Ella’nın benim için ayrı bir yeri vardır. O benim ilk dinlediğim jazz şarkıcısı idi. 11 yaşındaydım ve "Tisket a Tasket”i dinledim. O zamanlar Türkiye’de LP falan yok, bir akrabamız yurtdışından bize hediye getirmişti, yüzlerce defa dinledim. Yıllar sonra bir gün onunla İsveç’te karşılaştım. Bir gün çaldığımız kulübe geldi. İsmet (Sıral) Ella geliyor, hemen Misty’i söyle dedi. Aklınca hava atacak. Aslında ben Misty’i çok güzel söylerdim ama hiç Ella’nın yanında olur mu, ret ettim ve “Besame Mucho”yu söylemeye başladım. Ella, toprağı bol olsun tam karsımdaki masaya oturmaz mı, bana bakıyor. Heyecandan öleceğim, ne söylüyorum, nasıl söylüyorum hatırlamıyorum bile. Şarkı bitti, Ella yanıma geldi, "You are a good girl" dedi, heyecanım geçmişti. İnsanlar büyüdükçe ruhen mütavazileşiyorlar. Büyük Ella gencecik bir meslektaşının gönlünü alacak kadar alçak gönüllü idi. Sonra biz onu dinlemiye Stockholm’e gittik, imzalatmak için bir LP sini almıştı. Konserden sonra yanına varmak için kalabalığın içerisinde bocalarken bizi uzaktan fark etti ve hemen yanına çağırdı. İsmet’in imzasını attıktan sonra bize dönüp "yarın bana Stockholm’ü gezdirir misiniz" diye sordu. Büyük insandı Ella.

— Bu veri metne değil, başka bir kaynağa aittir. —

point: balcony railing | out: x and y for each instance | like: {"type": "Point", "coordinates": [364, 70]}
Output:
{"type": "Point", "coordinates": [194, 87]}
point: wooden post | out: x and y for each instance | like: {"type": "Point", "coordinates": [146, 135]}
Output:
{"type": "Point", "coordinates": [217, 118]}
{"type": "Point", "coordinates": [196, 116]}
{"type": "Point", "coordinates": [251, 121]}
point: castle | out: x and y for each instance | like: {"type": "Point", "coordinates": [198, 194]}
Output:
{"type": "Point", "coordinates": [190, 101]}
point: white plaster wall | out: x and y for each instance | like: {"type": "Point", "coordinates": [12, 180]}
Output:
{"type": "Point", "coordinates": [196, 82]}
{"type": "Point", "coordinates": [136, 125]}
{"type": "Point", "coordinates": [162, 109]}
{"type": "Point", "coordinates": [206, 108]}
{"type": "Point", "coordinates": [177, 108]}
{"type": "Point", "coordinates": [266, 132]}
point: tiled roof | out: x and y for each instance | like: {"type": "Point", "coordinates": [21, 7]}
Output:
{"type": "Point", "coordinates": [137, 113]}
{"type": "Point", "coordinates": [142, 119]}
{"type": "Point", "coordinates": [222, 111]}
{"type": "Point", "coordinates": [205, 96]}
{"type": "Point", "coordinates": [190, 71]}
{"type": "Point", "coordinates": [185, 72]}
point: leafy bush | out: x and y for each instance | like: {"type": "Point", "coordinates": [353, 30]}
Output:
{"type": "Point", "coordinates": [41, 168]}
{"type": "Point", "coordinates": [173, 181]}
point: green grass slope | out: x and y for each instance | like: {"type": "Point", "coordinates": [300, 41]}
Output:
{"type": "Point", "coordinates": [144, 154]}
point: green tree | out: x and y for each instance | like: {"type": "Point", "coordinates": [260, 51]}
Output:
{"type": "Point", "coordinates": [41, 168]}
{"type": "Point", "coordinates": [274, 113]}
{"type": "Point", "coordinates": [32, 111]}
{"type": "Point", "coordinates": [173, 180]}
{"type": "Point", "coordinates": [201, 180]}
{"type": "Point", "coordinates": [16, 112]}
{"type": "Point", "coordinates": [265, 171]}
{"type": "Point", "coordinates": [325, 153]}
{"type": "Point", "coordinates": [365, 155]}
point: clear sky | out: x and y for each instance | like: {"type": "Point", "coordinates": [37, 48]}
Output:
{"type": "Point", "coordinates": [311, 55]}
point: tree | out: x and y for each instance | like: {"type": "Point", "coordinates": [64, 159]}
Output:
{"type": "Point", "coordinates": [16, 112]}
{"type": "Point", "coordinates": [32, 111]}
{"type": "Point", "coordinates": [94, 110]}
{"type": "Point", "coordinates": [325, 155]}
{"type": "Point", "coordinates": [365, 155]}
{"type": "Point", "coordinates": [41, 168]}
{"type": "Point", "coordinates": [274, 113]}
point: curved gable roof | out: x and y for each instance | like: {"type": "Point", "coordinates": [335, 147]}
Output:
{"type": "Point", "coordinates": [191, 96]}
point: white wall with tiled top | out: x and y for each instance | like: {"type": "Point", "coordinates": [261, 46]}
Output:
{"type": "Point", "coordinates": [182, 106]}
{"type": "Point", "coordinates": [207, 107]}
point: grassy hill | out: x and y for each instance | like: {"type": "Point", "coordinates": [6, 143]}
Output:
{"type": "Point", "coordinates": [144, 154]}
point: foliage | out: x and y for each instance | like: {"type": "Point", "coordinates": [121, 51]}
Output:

Duke Ellington çok yakışıklı idi, onu çok beğenirdim. Bir gün onun orkestrasında sıçan gibi bir herif gördüm, güzelim Duke’e hiç yakışmıyordu, derken herif keman çalmaya başlamaz mı, ilk defa jazz’da keman çalındığını işitiyordum, o zaman adını merak ettim, Ray Nance dediler, sonra onun kim olduğunu anladım.
Monk’u hep kocaman elleri ile hatırlarım. Bir keresinde triosu ile İsveç’e gelmişti, Mafi Falay onun ile çalmak için trompetini kaparak Stockholm’e koştu, biz de peşinden gittik, beraber çaldıkları yeri bulduk, içeriden piyano sesi geliyordu, sessizce kapıyı araladım ve o kocaman bir çift eli gördüm, bir de kalpağını hatırlıyorum. Sonra Mafi ile jam session yaptılar."

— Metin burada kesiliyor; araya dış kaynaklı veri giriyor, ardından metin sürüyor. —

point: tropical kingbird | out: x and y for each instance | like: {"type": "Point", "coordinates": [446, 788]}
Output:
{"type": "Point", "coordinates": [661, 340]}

Gözlerine baktım, yavaş yavaş anılarına doğru yol aldığını hissettim, aslında soru bile sormama gerek yoktu, o anlattı ve ben sessizce onu dinlemeye devam ettim:
"Yeşilköy’de doğdum, annem dünyanın en güzel kadını idi, kızıl saçları vardı, babamdan ben üç yaşında iken ayrıldı, ben annem ile büyüdüm, babamı çok az hatırlarım. Bir gün Nişantaşı Kız Lisesinde okurken beni görmeye gelmişti, korkudan yanına çıkamadım. Herhalde annemin onu kötülemesinden korkuyordum. Annem dedemin doktoru ile evlendi, çok büyük bir evde kalabalık bir aile olarak yaşardık.
Ortaokulu Erenköy kız lisesinde bitirdim, leyli olmaktan sıkıldım ve bir yıl da Nişantaşı Kız Lisesinde okudum. Sonra tekrar Erenköy Kız Lisesine döndüm ama kendisine çok yakınlık gösterdiğim bir kız arkadaşımın iftirası yüzünden okuldan uzaklaştırıldım. Hayatım boyunca hep zayıf olanlara, hastalara, özürlülere karşı içimde bir zaaf oldu ama bana da böyle bir arkadaşım ihanet etti, hiç kaçmadığım halde okuldan kaçtığımı söyledi. Disiplin kuruluna verildim ve ceza olarak simsiyah uzun saclarım bir tarafından kesildi. Üvey babam bir yıl okula gitme evde otur sonra tekrar devam edersin dedi, ama kısmet işte o kış okulum yandı ve ben bir daha asla o okula dönemedim."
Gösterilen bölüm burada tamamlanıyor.